If a trace flag is undocumented, it means it is unsupported and not guaranteed. It can go away at any time, even from one service pack to the next. If a trace flag doesn’t work the way the person who told you about said it should work, there is no help for that. It is undocumented.
Trace flags change SQL Server’s behavior. They are toggles, that can be turned on or off. When they are on, they force SQL Server to do things differently. Sometimes just a little bit differently, sometimes a LOT differently. Some are very harmless, such as 3604 which allows SQL Server to return output from certain undocumented DBCC commands to return output to the client. You need to use this flag if you’re going to use the DBCC PAGE command, which I talk about a lot in my writings and in my SQL Server Internals classes.

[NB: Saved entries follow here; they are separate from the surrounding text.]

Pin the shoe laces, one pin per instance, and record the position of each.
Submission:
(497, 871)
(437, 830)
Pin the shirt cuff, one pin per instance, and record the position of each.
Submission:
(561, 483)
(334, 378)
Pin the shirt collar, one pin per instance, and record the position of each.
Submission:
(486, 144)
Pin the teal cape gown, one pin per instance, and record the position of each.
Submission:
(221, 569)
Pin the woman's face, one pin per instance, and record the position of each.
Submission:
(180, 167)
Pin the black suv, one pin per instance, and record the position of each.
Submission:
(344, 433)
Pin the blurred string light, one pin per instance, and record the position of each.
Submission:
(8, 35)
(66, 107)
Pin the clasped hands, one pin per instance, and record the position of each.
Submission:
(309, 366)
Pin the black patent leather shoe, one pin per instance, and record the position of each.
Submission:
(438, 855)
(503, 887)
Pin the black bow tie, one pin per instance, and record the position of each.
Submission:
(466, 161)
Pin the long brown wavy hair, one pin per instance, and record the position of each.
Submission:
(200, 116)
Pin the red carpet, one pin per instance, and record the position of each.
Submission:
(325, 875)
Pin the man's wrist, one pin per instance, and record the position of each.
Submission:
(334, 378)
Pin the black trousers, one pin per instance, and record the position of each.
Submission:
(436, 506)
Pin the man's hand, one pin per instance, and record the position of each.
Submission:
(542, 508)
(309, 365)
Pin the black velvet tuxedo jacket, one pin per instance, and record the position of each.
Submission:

However, there are other trace flags that change SQL Server behavior a LOT. The SQL Server developers at Microsoft create trace flags for lots of reasons, usually to force some sort of non-standard behavior. This might be so the developers can test the feature during development, or so that the support engineers can turn a feature off – either to confirm that the feature was causing a problem. These are usually not changes that you would want to make to your own SQL Server in a normal environment.
But with so many undocumented trace flags, the question frequently arises “Why aren’t MORE trace flags documented?”

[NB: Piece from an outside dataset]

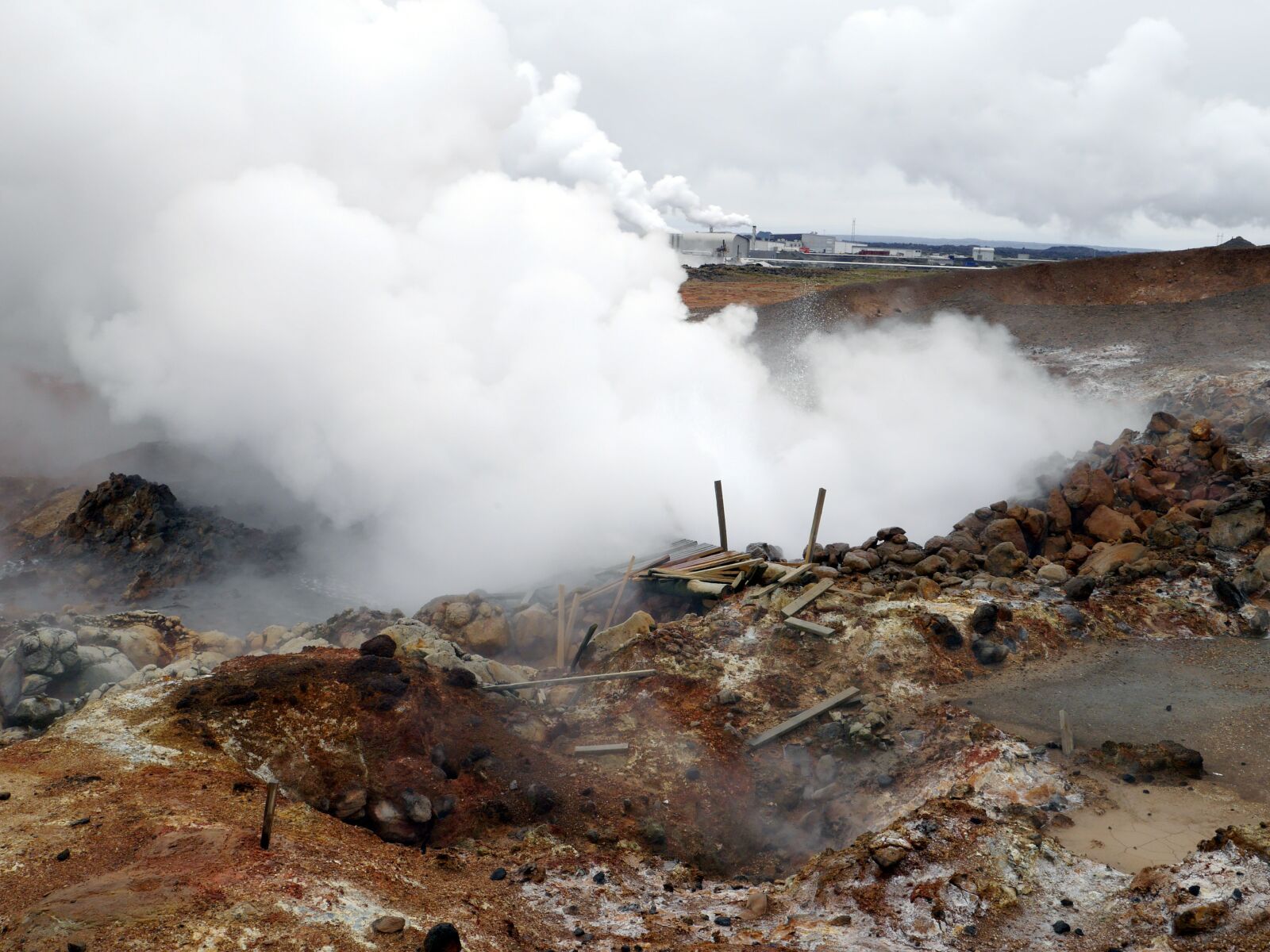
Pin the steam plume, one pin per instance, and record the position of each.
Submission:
(356, 243)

Here are some of the reasons:
-- Once a trace flag is official publicly documented, people will start to use it. And people will also start to misuse it. Microsoft needs to consider whether dealing with the misuse will be worse than the problems due to the lack of that particular trace flag.
-- Before a trace flag is documented, it must be thoroughly tested. FULLY. Across all SKUs, all security environments, all performance conditions. And that is not easy. A trace flag added for one particular situation or one rare bug is usually not tested to the full extent that documented features are. So it will stay undocumented.
-- Once a trace flag is added, it must be supported, into the future. And can’t be removed without officially deprecating it, at least one full version in advance. Some trace flags are known to have a limited potential usefulness, documenting them will force them to be maintained even when they’re no longer useful.
-- Because most of the undocumented trace flags are created for a limited set of circumstances, they are not tested in conjunction with other trace flags. In order to be fully tested, each trace flag would have to be tested in combination with every other trace flag. And if a particular combination of trace flags was not pretty, which of the trace flags involved should be left undocumented? It would be really hard to tell, even after spending all the time on all the testing.
The bar for Microsoft actually documenting a trace flag is therefore quite high. And sometimes if a feature introduced by trace flag is really needed, it will just become part of the product, or added using a different interface, such as a configuration option or database property.
But Microsoft does document new trace flags. If you look at the history of Books Online to see the number of documented trace flags, you can see the increase:
-- SQL Server 2005: 10 trace flags
-- SQL Server 2008: 13 trace flags
-- SQL Server 2008 R2: 15 trace flags
-- SQL Server 2012: 19 trace flags
So if you read about an undocumented trace flag, and you think it might be useful for you, be very careful when testing it. And if your careful testing shows it IS useful, let Microsoft know.
But if your testing shows it isn’t useful, or is actually harmful, you don’t need to let Microsoft know. They probably already know. After all, it’s undocumented.